The choice of angulation is not unanimous. Some authors have recommended miniscrew insertion into the maxilla with an angulation of 30o to 40o in relation to the long axis of the tooth, with the purpose of minimizing the risks of contact of the screw with the roots. - However, other authors have recommended more perpendicular miniscrew insertion into the maxilla, because of the understanding that this factor does not increases the risk of screw contact with the root, and also provides better distribution of force on the cortical bone. , ,

The present study recorded the fact that in the middle portion of the miniscrew, which is found at approximately 4mm from the cortical (bone), there is the region with the least space between the roots. Thus, when introducing the miniscrew into the maxilla from the vestibular side, the moment of greatest risk was when the body of the miniscrew was passing through this region, which is equivalent to half of its length when using a screw with a body length of 8mm. One must pay attention to the patient’s sensitivity or to an increase in resistance to the insertion when 4 to 5mm of the miniscrew body are intraosseously inserted.

When miniscrews were inserted at an angle of 50o and 40o, there was superimposition of the virtual screw body on the maxillary sinus in 24 tomographies, equivalent to 40% of the total number of evaluations. This fact must be avoided, because it may lead to complications such as sinusitis and mucosal retention cysts. , Moreover, screw insertion in a more apical and angled position not only increases the risk of contact with the maxillary sinus, but also increases the risk of sliding during its insertion.

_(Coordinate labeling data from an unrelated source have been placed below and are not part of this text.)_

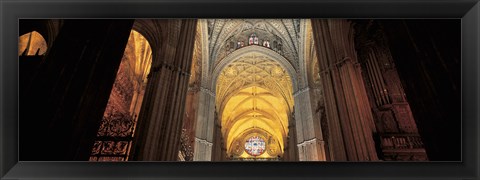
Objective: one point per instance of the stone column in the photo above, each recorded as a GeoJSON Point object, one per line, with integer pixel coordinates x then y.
{"type": "Point", "coordinates": [61, 110]}
{"type": "Point", "coordinates": [309, 133]}
{"type": "Point", "coordinates": [205, 126]}
{"type": "Point", "coordinates": [348, 110]}
{"type": "Point", "coordinates": [157, 136]}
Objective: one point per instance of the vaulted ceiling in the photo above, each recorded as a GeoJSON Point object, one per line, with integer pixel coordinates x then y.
{"type": "Point", "coordinates": [222, 32]}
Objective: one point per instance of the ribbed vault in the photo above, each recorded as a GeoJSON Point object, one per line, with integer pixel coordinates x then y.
{"type": "Point", "coordinates": [254, 94]}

Our results differ from other findings conducted in typodont teeth. To evaluate the efficiency of more angulated miniscrew insertion in contrast with the more vertical insertion, the methods of the study conducted in typodont teeth should use mannequins with different shapes and dispositions of roots and vestibular cortical (bone). When the evaluation is made in a typodont with divergent roots, it should produce different clinical results from those of simulations performed in mannequins which perhaps present convergent roots. In this study, only one type of typodont was used, leading to an analysis of the efficiency in only that clinical situation, which may differ from others. Other studies in mannequins must be conducted with a minimum of three clinical situations of roots disposition (convergent roots, divergent roots and parallel roots), in order to be compared with studies carried out with tomographies.

Although the present study suggests that in a region with greater interradicular space, the angulation is not a determinant factor in the positioning of the miniscrew, clinically, this change could modify the height of the line of force action and, consequently, the orthodontic mechanics.

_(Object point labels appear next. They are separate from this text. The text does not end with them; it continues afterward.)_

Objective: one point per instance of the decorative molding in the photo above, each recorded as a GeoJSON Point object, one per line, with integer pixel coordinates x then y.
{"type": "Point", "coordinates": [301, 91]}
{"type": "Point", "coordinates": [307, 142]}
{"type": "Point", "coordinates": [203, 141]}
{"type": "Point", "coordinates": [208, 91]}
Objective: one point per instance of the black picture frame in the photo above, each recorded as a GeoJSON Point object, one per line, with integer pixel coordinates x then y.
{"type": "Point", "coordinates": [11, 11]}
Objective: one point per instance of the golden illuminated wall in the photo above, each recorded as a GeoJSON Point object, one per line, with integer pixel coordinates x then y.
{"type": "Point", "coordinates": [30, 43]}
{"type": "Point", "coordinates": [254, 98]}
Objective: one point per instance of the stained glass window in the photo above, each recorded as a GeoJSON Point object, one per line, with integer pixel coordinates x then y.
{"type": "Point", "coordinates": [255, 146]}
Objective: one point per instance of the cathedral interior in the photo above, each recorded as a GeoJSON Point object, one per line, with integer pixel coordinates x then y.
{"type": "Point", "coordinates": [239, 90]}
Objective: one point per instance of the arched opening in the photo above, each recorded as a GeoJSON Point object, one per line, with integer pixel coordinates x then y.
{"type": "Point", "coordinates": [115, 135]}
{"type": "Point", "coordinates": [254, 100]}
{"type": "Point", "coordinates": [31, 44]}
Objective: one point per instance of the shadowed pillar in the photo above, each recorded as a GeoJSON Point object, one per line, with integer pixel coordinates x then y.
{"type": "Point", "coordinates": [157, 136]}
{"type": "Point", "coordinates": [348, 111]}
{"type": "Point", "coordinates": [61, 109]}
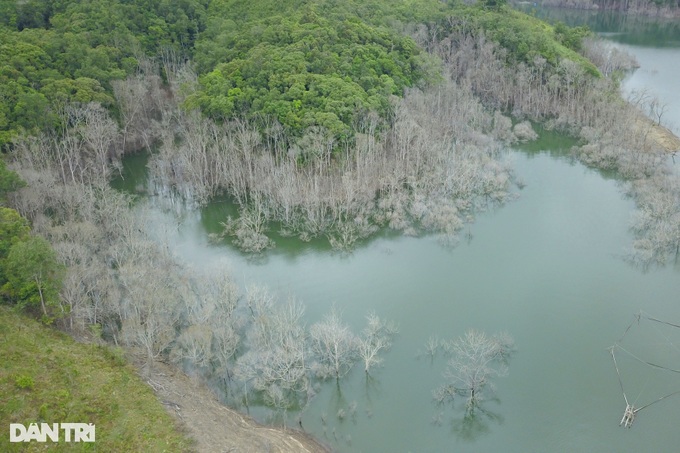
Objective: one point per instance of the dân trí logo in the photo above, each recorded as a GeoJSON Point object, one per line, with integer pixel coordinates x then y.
{"type": "Point", "coordinates": [72, 432]}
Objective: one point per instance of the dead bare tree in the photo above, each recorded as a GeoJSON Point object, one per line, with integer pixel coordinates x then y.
{"type": "Point", "coordinates": [474, 359]}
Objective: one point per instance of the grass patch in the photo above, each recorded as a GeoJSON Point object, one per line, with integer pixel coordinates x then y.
{"type": "Point", "coordinates": [47, 377]}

Reduction in the angle of placement during miniscrew insertion, with the purpose of diminishing the risks of contact of the body with the root was not shown to be efficient, considering that in 40% of the virtual miniscrews inserted at an angulation of 40o and 50o, the body was superimposed on the maxillary sinus.

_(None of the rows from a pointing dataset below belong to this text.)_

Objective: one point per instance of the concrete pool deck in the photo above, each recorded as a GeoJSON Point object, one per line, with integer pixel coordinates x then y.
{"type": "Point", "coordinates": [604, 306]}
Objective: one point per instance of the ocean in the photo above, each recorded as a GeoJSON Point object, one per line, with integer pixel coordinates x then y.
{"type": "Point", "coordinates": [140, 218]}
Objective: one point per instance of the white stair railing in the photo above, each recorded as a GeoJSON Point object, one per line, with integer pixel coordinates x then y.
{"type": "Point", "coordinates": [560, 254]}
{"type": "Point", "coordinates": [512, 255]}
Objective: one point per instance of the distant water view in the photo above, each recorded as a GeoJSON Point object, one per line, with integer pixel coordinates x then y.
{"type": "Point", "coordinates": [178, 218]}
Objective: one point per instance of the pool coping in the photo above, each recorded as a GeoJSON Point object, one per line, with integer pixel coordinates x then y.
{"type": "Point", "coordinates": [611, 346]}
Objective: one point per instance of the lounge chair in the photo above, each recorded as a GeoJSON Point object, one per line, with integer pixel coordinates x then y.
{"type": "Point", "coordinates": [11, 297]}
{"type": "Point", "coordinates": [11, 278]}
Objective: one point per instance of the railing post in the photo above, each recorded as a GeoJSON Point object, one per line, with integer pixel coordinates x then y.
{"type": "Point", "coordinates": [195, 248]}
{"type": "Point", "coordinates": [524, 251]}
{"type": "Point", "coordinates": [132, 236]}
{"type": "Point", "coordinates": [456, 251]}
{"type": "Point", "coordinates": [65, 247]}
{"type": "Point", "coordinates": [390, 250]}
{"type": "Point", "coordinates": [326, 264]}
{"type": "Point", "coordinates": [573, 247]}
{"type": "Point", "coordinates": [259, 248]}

Evaluation of the interradicular spaces at the three points on the miniscrew (A, B and C), performed in the four groups of types of roots (general, convergent, divergent and parallel), at four angulations (70o, 60o, 50oand 40o), was rather similar. On an average this trend towards increase or reduction in interradicular space was not statistically significantly.

CONCLUSIONS

The change in insertion angle is not a determinant factor in the positioning of miniscrews body in a region with larger interradicular space in posterior maxilla.